“This is the assessment from the world’s largest sugar trader, where consecutive years of deficits, climate damage to important crops, and logistical bottlenecks resemble the situation in 2010 and 2011 when prices reached decades-high levels.
“Current conditions are alarmingly similar,” said Mauro Angelo, CEO of Alvean, the trading company controlled by the Brazilian firm Copersucar.
The company expects a sixth consecutive year of supply deficits, with a drop in production in India expected to reduce global sugar stocks. To make matters worse, Brazil is experiencing a repeat of port congestion from the early 2010s, leaving the world under-supplied.
“Rainfall in India has been poor, and water reservoirs are extremely low, so the next crop may be even worse than the current one,” Angelo said in an interview with Bloomberg News.

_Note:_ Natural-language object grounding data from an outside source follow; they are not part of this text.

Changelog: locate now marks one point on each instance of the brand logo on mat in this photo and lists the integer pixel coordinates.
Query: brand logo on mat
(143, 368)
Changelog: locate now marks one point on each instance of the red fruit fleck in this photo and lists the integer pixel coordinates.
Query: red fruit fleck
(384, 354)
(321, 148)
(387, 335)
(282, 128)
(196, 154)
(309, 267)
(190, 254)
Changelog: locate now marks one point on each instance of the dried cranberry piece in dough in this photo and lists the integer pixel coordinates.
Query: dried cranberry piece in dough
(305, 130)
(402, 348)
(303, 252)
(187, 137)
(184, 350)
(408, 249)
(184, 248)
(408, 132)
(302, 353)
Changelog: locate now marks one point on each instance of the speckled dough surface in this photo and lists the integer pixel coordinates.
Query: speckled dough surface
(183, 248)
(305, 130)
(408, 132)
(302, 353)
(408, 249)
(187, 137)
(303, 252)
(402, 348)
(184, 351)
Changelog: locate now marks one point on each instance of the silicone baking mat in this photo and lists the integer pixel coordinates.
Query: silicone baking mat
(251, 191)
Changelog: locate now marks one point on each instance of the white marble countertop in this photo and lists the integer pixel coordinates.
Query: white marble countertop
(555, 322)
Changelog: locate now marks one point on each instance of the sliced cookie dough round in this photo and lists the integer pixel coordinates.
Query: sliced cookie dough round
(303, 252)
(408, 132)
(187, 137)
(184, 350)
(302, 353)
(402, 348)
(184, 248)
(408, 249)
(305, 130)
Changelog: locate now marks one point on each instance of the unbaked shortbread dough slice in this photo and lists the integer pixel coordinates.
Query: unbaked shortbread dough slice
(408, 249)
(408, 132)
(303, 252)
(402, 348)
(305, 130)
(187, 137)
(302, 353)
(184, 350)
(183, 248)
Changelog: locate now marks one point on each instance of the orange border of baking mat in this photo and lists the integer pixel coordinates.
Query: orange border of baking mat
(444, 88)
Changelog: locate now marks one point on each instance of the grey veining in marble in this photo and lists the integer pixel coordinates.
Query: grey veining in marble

India is not expected to export in the current marketing year, a shift from two seasons ago when shipments reached 11 million tonnes. This means the global market relies on Brazil, Angelo said. It also makes prices extremely sensitive to issues like rains that threaten to interrupt sugarcane harvesting or delay sugar loading onto ships.
Sugar is already piling up at Brazilian ports, with the country’s infrastructure at the limit of its capacity.
Giant soybean and corn crops that cannot be transported by dry rivers and streams in the north of the country are competing for space with sugar at ports and railways in the southeast, while recent heavy rains have increased the waiting time for ships to load.
Alvean’s CEO believes that logistical issues likely prevented Brazil from shipping at least 1 million tonnes of sugar in October, a loss that the country is unlikely to compensate for in the coming months. This is because crowded ports will not have the capacity to handle extra volumes, and soon a new soybean crop will occupy storage space.
With low stocks in countries that depend on imports to meet demand, Angelo sees the risk of supply chain disruptions.
“Buyers have been delaying orders and only buying what is necessary in recent months. The increasing involvement of governments in purchases and reductions in import taxes are important signs of tight stocks,” he said. “The entire system is under stress.”